Through these endeavors, the government will aim to strengthen supply chain networks that do not rely on China, which has caused concern over its violations of human rights and other issues.

In fiscal 2022, the Japanese government will contribute a total of about ¥800 million to eight projects to be undertaken by Japanese companies to strengthen their supply chains in India, Australia, and Southeast Asia, thereby boosting the industrial competitiveness of Japanese businesses in the region.

One trial project will be conducted by Showa Denko Materials Co., a company that deals with semiconductor-related materials. It will create a database of information related to stock and production — including information related to raw material suppliers in such countries as India, Malaysia, and Singapore — to centralize its operations and share information.

If information can be immediately obtained about the procurement of parts and components, and their distribution, at the time of a natural disaster or other contingency, it will help quickly secure alternative sources of parts and distribution.

And in normal times, firms will be able to switch to the best sources for procuring parts, in keeping with trends in the market.

ACSL Ltd., a domestic startup that develops drones, will create a database of basic information on components to be produced at a local factory operated by a firm set up jointly with a company in India.
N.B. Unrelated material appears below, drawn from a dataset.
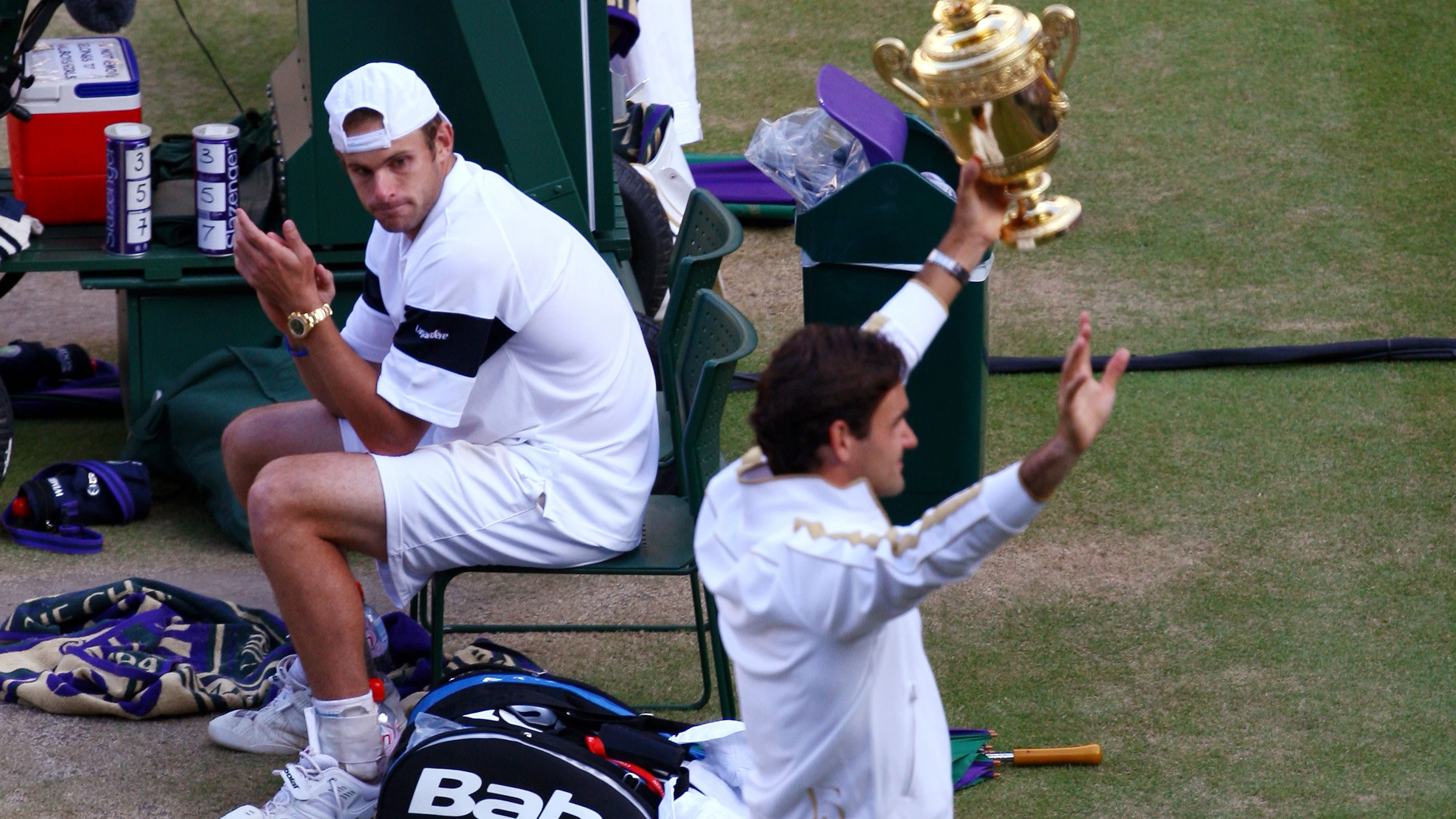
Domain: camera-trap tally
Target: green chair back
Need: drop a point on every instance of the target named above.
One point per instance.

This will enable component suppliers to also access the information.

There are fears of classified information being stolen through the use of drones made by China, a country that holds an overwhelming share in the global market. The Japan government will therefore help ACSL to produce drones domestically.

It will also support TradeWaltz Inc., whose stakeholders include NTT Data Corp., and Mitsubishi Corp., to facilitate trade among the five countries of Japan, Australia, New Zealand, Thailand, and Singapore.

By linking the system developed by TradeWaltz with systems in those countries, the transmission and receipt of documents related to imports and exports, including certificates of origin, and the settlement of accounts will be done online.

This support from the Japanese government is based on an agreement reached at talks among the economic ministers from Japan, Australia and India in April last year. The three countries agreed to make concerted efforts to build supply chains, and called on Southeast Asian nations to cooperate with them.

To share data related to supply chains, Japan, Australia and India are set to draw up rules that their governments and companies will be required to observe as early as next spring.